Hair extensions are certainly not for everyone. You must have plenty of healthy hair remaining, and you certainly shouldn’t use hair extensions if you are in the middle of progressive hair loss — some attachment methods (chemicals, adhesives and heat) can do further damage to your hair.
“Hair extensions normally range from $500 to $3,000,” says McKenna. “However, for most people with hair loss, hair extensions are not a good option.”
Hair loss concealers
Hair loss concealers come in a variety of forms — aerosols, granular powders or sprinkles, lotions, solids and more. Although these concealers are not a reasonable option for someone with significant hair loss, for those with minimal issues, they may be worth consideration.

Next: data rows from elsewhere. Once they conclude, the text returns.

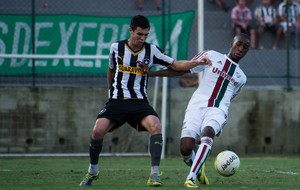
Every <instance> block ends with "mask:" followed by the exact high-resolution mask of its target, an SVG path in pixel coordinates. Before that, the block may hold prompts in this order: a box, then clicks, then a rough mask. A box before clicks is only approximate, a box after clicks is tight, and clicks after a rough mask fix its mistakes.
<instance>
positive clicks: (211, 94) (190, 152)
mask: <svg viewBox="0 0 300 190" xmlns="http://www.w3.org/2000/svg"><path fill="white" fill-rule="evenodd" d="M249 45H250V40H249V37H248V36H247V35H245V34H240V35H237V36H235V37H234V39H233V41H232V43H231V48H230V51H229V53H228V54H227V55H224V54H221V53H219V52H216V51H204V52H202V53H199V54H198V55H196V56H195V57H194V58H193V59H195V60H197V59H201V58H202V57H203V56H205V57H208V58H209V59H210V60H211V63H212V66H201V67H199V66H198V67H195V68H193V69H191V72H201V71H202V72H203V77H202V79H201V82H200V84H199V87H198V89H197V90H196V91H195V92H194V94H193V96H192V97H191V99H190V101H189V104H188V106H187V109H186V113H185V118H184V121H183V126H182V132H181V143H180V151H181V154H182V156H183V159H184V162H185V163H186V164H188V165H190V166H191V169H190V172H189V174H188V176H187V178H186V181H185V183H184V186H185V187H187V188H197V187H198V186H197V185H196V183H195V181H196V179H198V180H199V181H200V183H203V184H207V185H208V184H209V182H208V179H207V177H206V175H205V173H204V163H205V160H206V158H207V157H208V155H209V153H210V151H211V148H212V145H213V139H214V137H215V136H216V135H219V134H220V133H221V131H222V129H223V127H224V126H225V124H226V122H227V114H228V109H229V105H230V102H231V100H232V99H233V98H234V97H235V96H236V95H237V94H238V93H239V92H240V90H241V88H242V87H243V86H244V85H245V83H246V80H247V77H246V75H245V74H244V72H243V71H242V70H241V68H240V67H239V64H238V63H239V61H240V60H241V59H242V58H243V57H244V56H245V55H246V54H247V52H248V50H249ZM196 142H199V143H200V145H199V147H198V150H197V152H196V153H195V152H194V146H195V143H196Z"/></svg>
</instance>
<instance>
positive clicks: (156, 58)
mask: <svg viewBox="0 0 300 190" xmlns="http://www.w3.org/2000/svg"><path fill="white" fill-rule="evenodd" d="M153 63H154V64H160V65H163V66H165V67H168V66H169V65H170V63H168V62H166V61H163V60H161V59H158V58H157V57H155V56H154V57H153Z"/></svg>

These products generally range in price from $5 to $50.
Laser hair therapy
For those with minimal hair loss, laser hair therapy is a viable solution; but if your expect dramatic results, it might not be for you.
“Clients who want to see an incredible before-and-after transformation aren’t the right candidates for laser hair therapy,” explains McKenna.
Laser hair therapy is one of the latest techniques in hair loss treatment. Clients can purchase a laser unit to use from the home or can come into a professional clinic or salon for treatment, or a combination of both. You must have laser hair therapy treatment at regular intervals, normally a couple of times a week, in order to stimulate any hair growth.
“You can’t get the same results from a home unit as from a medical-grade or salon-quality unit,” says McKenna. “And oftentimes, buying a laser to use at home is sort of like buying gym equipment — you don’t really use it once you have it at home. You need to be really honest and true with yourself whether you are going actually utilize it.
“Even if you do home laser therapy, the ideal situation would be to use it every other day at home and then once a week or once every other week come in for professional treatment. The cost is generally $75 to a couple hundred dollars monthly, with a total investment of $1,000 to $4,000.”
Hair transplant surgery
“The cost of hair transplant surgery varies from $5,000 to $15,000, depending on the clinic and the number of grafts,” says Dr. Robert M. Bernstein, board-certified dermatologist, hair transplant surgeon and founder of Bernstein Medical — Center for Hair Restoration in New York City
Bernstein emphasizes the importance of a thorough consultation and research before you decide to undergo hair transplant surgery.
“At your initial consultation, make sure you see an actual doctor, rather than a salesperson or consultant,” says Bernstein. “The doctor should take his or her time to make a diagnosis — rather than just rushing the client to surgery — and should discuss the history of your hair loss, measure the hair density, discuss the pattern and talk about medication. A good doctor will really spend time with the patient on the diagnosis and develop a long-term plan.”
At the end of the day, while personal preferences will play a role, the hair loss treatments you decide among will depend on what you can afford now and in the future. Thus, understanding the approximate costs of each type of a treatment will get you off on the right foot when making your decision.